Please leave a review

Previsualización de Amor Predestinado

Acerca del Autor

Reconocimientos

A la Beta Crew: Rosetta Boydston, Mary Mallini, Melinda Hicks, Janet Firestone, Gabriella Ortiz, y Donna Padilla. Ustedes son increíbles y las adoro. No os quejáis cuando os pido un cambio rápido.


A mi marido, a mi suegra, a mis dos hijas, y ahora un yerno... os quiero a todos más de lo que podáis imaginar.


Y un agradecimiento muy especial a tí, Michael.

Capítulo Uno

Liverpool, Junio de 1835

«¿Qué hay de ella? Parece rápida, ¿no?»

«Mmm... Aurelia», reflexionó Ian Alexander Ross-Mackeever, nieto del Conde Mackeever, mientras paseaba junto a su amigo, Lucky Gualtiero, hermano de la Duquesa de Caversham. «Puede parecer rápida, pero no está hecha como a mí me gusta. Algo sobre su forma... demasiado curvada, si me preguntas. Parece que podría desmoronarse antes de terminar la prueba».

«¿Qué hay de aquella? Evangeline» preguntó su trigueño amigo.

Ian volvió su mirada a donde Lucky apuntaba . «Demasiado pesada, y su popa es demasiado estrecha para soportar. Se volcará de un ventarrón».

«¿Y aquella?»

«Su popa, muy ancha. Será demasiado lenta al virar».

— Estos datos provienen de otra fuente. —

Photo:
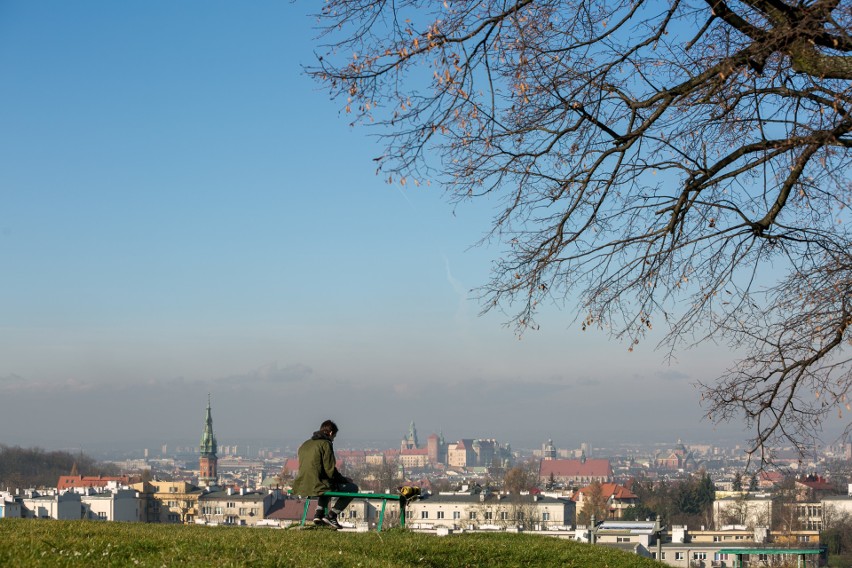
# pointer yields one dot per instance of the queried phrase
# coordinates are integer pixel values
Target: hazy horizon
(184, 213)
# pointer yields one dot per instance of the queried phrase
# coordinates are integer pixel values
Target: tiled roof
(415, 452)
(69, 481)
(575, 468)
(608, 490)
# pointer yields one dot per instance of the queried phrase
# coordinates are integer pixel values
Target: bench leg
(305, 512)
(382, 516)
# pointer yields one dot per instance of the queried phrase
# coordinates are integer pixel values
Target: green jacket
(317, 467)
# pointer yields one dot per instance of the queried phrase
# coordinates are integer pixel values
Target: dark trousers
(341, 502)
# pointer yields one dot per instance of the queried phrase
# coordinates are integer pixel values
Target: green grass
(81, 543)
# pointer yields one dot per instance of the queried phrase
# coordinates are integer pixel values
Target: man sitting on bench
(318, 474)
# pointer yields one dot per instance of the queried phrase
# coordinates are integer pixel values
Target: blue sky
(184, 212)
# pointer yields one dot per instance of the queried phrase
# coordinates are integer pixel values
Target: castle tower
(433, 448)
(410, 441)
(207, 461)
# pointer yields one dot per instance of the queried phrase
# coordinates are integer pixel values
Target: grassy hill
(86, 543)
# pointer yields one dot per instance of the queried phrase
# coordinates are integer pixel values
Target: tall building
(207, 461)
(410, 441)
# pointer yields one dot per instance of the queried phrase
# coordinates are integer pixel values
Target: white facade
(63, 507)
(9, 508)
(123, 505)
(492, 511)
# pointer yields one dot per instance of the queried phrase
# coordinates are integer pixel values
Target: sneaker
(331, 520)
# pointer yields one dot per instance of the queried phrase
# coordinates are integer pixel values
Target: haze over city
(184, 212)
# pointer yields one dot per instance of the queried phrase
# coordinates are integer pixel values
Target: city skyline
(185, 212)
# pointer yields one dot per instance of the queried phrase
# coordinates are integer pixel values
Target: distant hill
(23, 468)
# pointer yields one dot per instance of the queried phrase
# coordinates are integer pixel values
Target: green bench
(385, 497)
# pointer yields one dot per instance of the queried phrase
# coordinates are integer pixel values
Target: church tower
(207, 462)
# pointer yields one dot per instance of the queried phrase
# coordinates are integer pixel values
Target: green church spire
(208, 440)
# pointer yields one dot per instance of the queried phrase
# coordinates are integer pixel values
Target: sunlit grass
(86, 543)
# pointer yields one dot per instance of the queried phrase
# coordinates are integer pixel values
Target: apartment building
(490, 511)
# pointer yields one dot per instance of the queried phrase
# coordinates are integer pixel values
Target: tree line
(35, 467)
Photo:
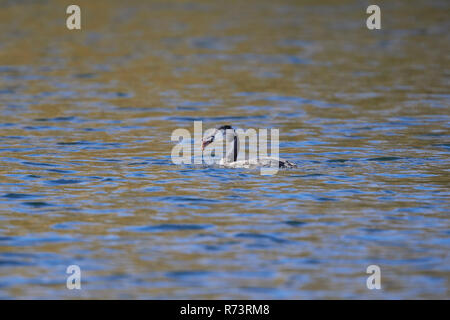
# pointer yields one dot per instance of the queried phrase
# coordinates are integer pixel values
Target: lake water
(86, 176)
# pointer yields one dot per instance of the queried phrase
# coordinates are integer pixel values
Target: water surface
(86, 176)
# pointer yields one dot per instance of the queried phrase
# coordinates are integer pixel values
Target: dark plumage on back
(225, 127)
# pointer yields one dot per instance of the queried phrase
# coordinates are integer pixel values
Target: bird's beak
(205, 143)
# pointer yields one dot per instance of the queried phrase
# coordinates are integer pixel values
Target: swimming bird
(230, 160)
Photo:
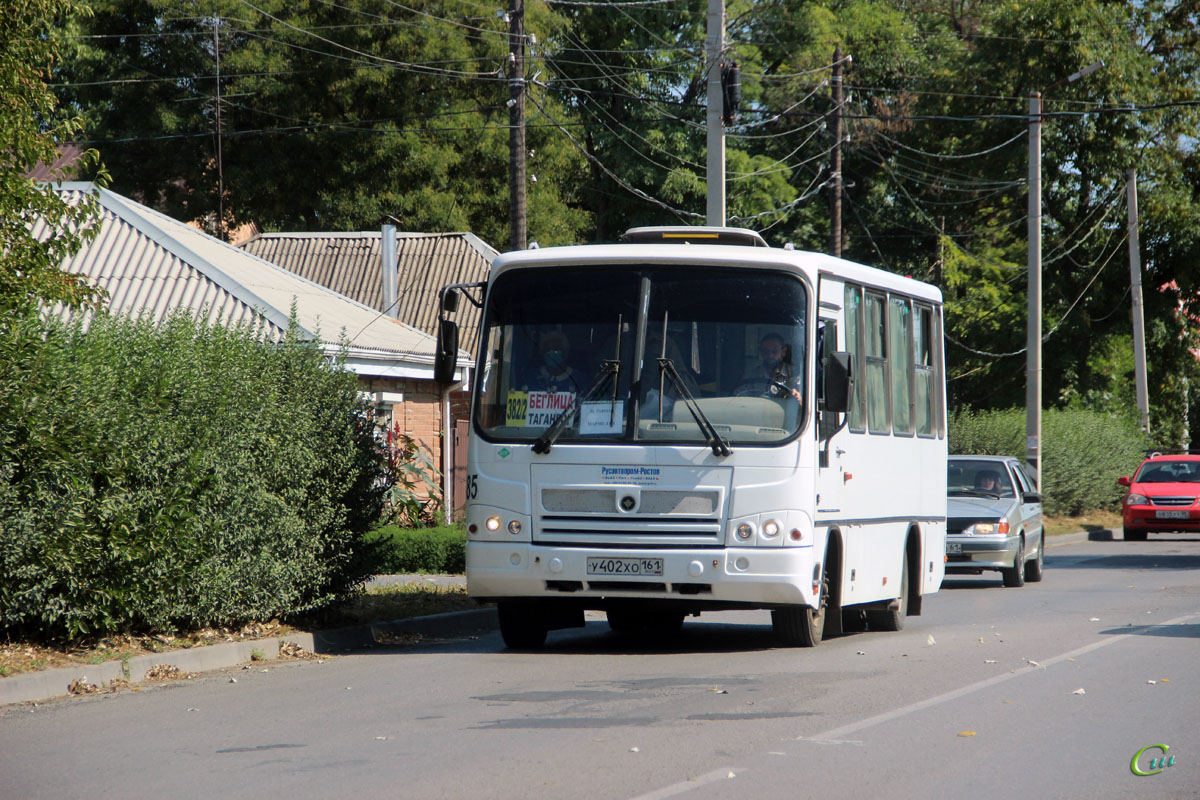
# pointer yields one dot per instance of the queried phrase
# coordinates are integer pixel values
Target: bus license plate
(624, 566)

«Bueno, no puedes decir lo mismo de esa de ahí. Tiene un casco bien proporcionado. Al menos lo que puedo ver».

Ian no necesitaba considerar el navío en cuestión, porque conocía bien su diseño. Debería, era muy similar, si no exactamente, a un diseño de su padre. «Sí. Bonitas curvas, robustas, y creo que conozco a su dueño. Si es quien creo, tiene un montón de dinero, pero no tiene habilidad al timón». Miró fijamente a Ann McKim. «Fue lanzada hace cinco años desde el mismo patio que mi padre ayudó a fundar y ya ha batido récords de los tiempos de cruce más rápidos para el Atlántico y el Pacífico en ambas direcciones. Pero una nave como esa podría ser mucho mejor con el hombre correcto al timón». Suspirando, se volvió hacia Lucky. «Lo que esa mujer necesita es un hombre con una mano suave y experimentada, y la experiencia para convencerla cuando quiera darse por vencida».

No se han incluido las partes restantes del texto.